"Bulgaria" has been shrouded in a sheet
Part of a work of art that depicts Bulgaria as a toilet has been covered up, following the country's protest.
Entropa, commissioned by the Czech Republic to adorn EU headquarters in Brussels, has caused a sensation, and some embarrassment, across Europe.
The work lampoons stereotypes of the EU's 27 members, showing France on strike, Italy as a football pitch and Romania as a Dracula theme park.
The Bulgarian entry was shrouded by a black sheet on Tuesday.
A Czech government spokeswoman told BBC News that the shroud had been put in place "by the Czech side".
"We proceeded to a technical solution, which we found together in intensive talks with the Bulgarian side over a few days," Michaela Jelinkova said.
The Czech EU presidency apologised last week for any offence caused by the installation, and particularly to Bulgaria, which had lodged a formal protest.
Czech Deputy Prime Minister Alexandr Vondra said the image, showing Bulgaria as a series of squat toilets, would be removed if Sofia insisted.
David Cerny, the Czech artist behind the work, also apologised, and admitted misleading officials over his intentions with the project.
The Czech Republic thought it had commissioned work from 27 European artists for the Entropa display, which was installed at the weekend to mark the start of its six-month presidency.

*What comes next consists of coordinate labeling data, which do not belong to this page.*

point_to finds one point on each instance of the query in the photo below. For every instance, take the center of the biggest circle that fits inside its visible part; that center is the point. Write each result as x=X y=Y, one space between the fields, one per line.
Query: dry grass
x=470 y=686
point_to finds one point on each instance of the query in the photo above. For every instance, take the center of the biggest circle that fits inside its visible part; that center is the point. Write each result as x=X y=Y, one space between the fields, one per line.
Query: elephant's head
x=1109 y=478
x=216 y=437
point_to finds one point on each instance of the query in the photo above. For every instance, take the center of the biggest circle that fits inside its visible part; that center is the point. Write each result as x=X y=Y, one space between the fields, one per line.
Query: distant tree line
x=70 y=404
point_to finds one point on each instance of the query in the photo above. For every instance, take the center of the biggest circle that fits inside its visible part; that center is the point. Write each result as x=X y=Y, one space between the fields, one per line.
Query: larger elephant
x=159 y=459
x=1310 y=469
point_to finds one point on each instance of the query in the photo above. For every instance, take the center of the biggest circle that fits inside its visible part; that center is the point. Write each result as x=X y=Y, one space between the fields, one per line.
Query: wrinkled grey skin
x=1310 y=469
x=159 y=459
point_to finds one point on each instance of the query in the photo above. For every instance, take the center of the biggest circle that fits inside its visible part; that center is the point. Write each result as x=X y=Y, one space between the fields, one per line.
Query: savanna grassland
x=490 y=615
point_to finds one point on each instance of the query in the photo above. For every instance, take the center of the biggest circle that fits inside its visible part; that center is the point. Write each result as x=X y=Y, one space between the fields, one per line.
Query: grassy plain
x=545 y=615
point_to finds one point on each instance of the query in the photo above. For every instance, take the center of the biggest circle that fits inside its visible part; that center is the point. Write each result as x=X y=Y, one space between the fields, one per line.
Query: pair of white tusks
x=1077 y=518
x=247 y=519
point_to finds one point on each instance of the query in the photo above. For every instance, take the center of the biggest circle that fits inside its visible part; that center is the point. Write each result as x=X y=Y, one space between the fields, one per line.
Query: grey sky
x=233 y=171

But it turned out the work - an eight-tonne mosaic resembling a snap-out plastic modelling kit - was entirely completed by Mr Cerny and two associates.
Mr Cerny said he had "wanted to find out if Europe is able to laugh at itself".
Ms Jelinkova said Mr Cerny had been consulted about the "technical solution".
"He said himself he was ready to find a solution in case a member state felt offended," she said.
The artwork is expected to remain on show in the lobby of the European Council building until July - for the duration of the Czech EU presidency.